Я содрогнулся, увидев синеву. Увидев плотную, как тромб, желтизну. Увидев шрамы, которых там не было еще летом, когда мы гуляли вместе по торговым центрам, пока Ариадна спала.
– Это не самое страшное. У него – вся спина такая.
Мы ошарашенно молчали, даже Виктор.
– Вы не представляете, сколько мы так жили. – Фиц мученически протер лицо. – Прошлым летом она вывела нас из лабиринта средь бела дня, и никто ничего не заподозрил. Пока Хольд слушался, она нас не трогала. Но стоило ему перегнуть, и мы… Нас просто… Иногда казалось, что легче умереть…
– Но даже это мелочи на фоне того, что случилось на прошлой неделе…
– После ссоры с Обержином?
Я даже не понял, что услышал собственный голос. Он пробивался откуда-то издалека. Элиза осела, глядя в никуда.
– Мы уже ложились спать, вечером в понедельник… Но вдруг оказались на какой-то смотровой площадке. Шел ужасный ливень. Светил прожектор. Мы стояли на перилах, а там, под ногами, ничего не было. Этажей десять вниз… Абсолютного ничего. И только он… Напротив, руки вот так, наверху, просит смотреть на него… Слушать его… Но цена, которую он заплатил тогда, чтобы мы снова могли его слушать… – Элиза зажмурилась, мотнув головой. – Она вся была на его лице…
– Мы были в шоке. – Фиц тоже подобрался к краю дивана. – Он ничего толком не объяснил, повторял только, что больше никакой «Эгиды» и все будет хорошо. А когда мы вернулись домой, то узнали, что уже среда. Она держала нас двое суток, прежде чем он сдался.
Фиц протянул к сестре руку и погладил по волосам. В глазах обоих стояли слезы. Они были безутешны, как призраки, наконец признавшие собственную гибель.
– Госпожа-старший-председатель сейчас слышит нас? – тихо спросила Тамара.
– Смутно, – обронила Русалка. – Но эффект от химии недолгий. Как раз чтобы полюбовно все решить.
Я попытался вспомнить, что делал в среду, но в голове была только пятница. Почему я ушел? Почему не поговорил с ним, когда он стал задавать странные вопросы? Почему не захотел ничего понять?
Виктор приоткрыл полу пиджака. В тени поклада мелькнула длинная цепь его часов. Он сверился с ними, убрал обратно и заметил мой взгляд. Так я обнаружил, что пялюсь на него, как в стену.

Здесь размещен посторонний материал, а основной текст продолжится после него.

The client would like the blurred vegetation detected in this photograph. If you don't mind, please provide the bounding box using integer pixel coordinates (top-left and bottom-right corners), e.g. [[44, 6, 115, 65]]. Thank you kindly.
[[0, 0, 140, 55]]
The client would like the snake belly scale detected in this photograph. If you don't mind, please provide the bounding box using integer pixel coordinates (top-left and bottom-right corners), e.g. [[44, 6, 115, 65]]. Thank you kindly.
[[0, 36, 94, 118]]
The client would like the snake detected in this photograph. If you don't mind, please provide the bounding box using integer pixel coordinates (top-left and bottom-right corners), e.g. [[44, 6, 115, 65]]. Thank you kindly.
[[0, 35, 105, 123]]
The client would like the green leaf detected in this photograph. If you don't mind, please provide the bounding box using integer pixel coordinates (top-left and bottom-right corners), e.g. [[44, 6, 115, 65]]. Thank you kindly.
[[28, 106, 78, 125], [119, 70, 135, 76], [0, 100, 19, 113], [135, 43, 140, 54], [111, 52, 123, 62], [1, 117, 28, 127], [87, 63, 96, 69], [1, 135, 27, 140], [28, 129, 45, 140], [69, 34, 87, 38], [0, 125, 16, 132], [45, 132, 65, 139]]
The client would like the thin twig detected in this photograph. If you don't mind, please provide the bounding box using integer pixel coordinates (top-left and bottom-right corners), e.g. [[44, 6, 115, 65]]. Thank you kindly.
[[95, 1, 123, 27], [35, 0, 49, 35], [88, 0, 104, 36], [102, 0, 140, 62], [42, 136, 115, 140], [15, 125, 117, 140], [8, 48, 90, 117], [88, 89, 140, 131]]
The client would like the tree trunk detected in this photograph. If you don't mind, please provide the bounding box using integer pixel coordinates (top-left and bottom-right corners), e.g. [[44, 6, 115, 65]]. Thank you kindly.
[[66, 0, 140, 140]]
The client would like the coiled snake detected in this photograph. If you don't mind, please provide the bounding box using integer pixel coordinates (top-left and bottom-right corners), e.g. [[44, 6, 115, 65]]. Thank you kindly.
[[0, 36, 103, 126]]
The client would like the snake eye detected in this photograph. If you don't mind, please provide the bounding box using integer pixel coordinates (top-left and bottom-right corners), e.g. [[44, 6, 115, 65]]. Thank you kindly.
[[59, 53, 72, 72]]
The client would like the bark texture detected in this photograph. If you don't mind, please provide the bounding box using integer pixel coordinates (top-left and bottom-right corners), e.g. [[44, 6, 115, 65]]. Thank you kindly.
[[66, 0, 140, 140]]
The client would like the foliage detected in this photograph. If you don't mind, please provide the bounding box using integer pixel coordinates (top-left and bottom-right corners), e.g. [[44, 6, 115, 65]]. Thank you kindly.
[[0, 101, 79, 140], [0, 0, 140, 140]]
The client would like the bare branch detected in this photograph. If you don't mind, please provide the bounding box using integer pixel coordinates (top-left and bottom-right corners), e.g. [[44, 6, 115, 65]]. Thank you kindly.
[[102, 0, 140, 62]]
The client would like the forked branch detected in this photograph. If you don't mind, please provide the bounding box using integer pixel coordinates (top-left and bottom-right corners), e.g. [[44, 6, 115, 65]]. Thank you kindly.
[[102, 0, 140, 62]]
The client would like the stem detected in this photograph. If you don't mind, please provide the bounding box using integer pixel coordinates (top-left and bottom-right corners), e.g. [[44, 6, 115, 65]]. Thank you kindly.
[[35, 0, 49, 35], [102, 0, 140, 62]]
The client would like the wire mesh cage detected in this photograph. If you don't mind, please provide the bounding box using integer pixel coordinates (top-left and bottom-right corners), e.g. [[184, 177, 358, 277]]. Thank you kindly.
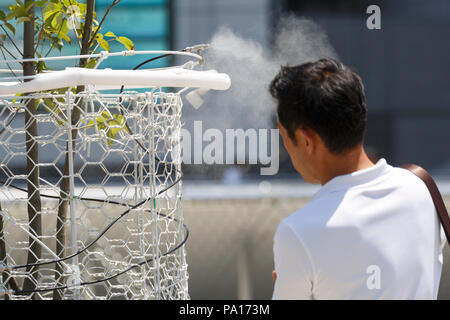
[[0, 48, 229, 299]]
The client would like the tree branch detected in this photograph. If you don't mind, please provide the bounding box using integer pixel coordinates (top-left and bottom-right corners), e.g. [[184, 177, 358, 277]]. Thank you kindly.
[[89, 0, 120, 47]]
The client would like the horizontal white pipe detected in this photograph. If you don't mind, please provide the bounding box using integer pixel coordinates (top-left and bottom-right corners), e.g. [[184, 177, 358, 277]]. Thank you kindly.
[[0, 50, 202, 63], [0, 68, 231, 95]]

– То, что вы рассказали, ужасно, – сказал он, вернувшись к близнецам. – Госпожа-старший-председатель не имела права поступать так. Мне, как и всем, хочется, чтобы ваши мучения прекратились. Но поймите, ребят, вы похищали информацию не у синтропа, а у целой корпорации, стоящей за ним. Вся деятельность «Палладиум Эс-Эйт», так или иначе, опирается на массивы госпожи-старшего-председателя и расчеты лапласов по ним. А это уже экономическое преступление. Как минимум. В большинстве юридических парадигм оно карается по человеческому закону, реальными санкциями. Мы не можем оправдать вас ретроспективно, одной ее гиперреакцией.
Фиц и Элиза смотрели на него так, будто вместо «не можем» он отчетливо сказал «не хотим».
– А кому вообще принадлежит информация? – усмехнулась Русалка. – О том, почему листья зеленые, – деревьям? О том, как работает паровой двигатель, – изобретателю? Сколько раковых клеток иммунитет не добил сегодня – больному, его близким, лечащему врачу?
– Это демагогия, – спокойно ответил Виктор. – А факт в следующем. Есть такое понятие, как коммерческая тайна.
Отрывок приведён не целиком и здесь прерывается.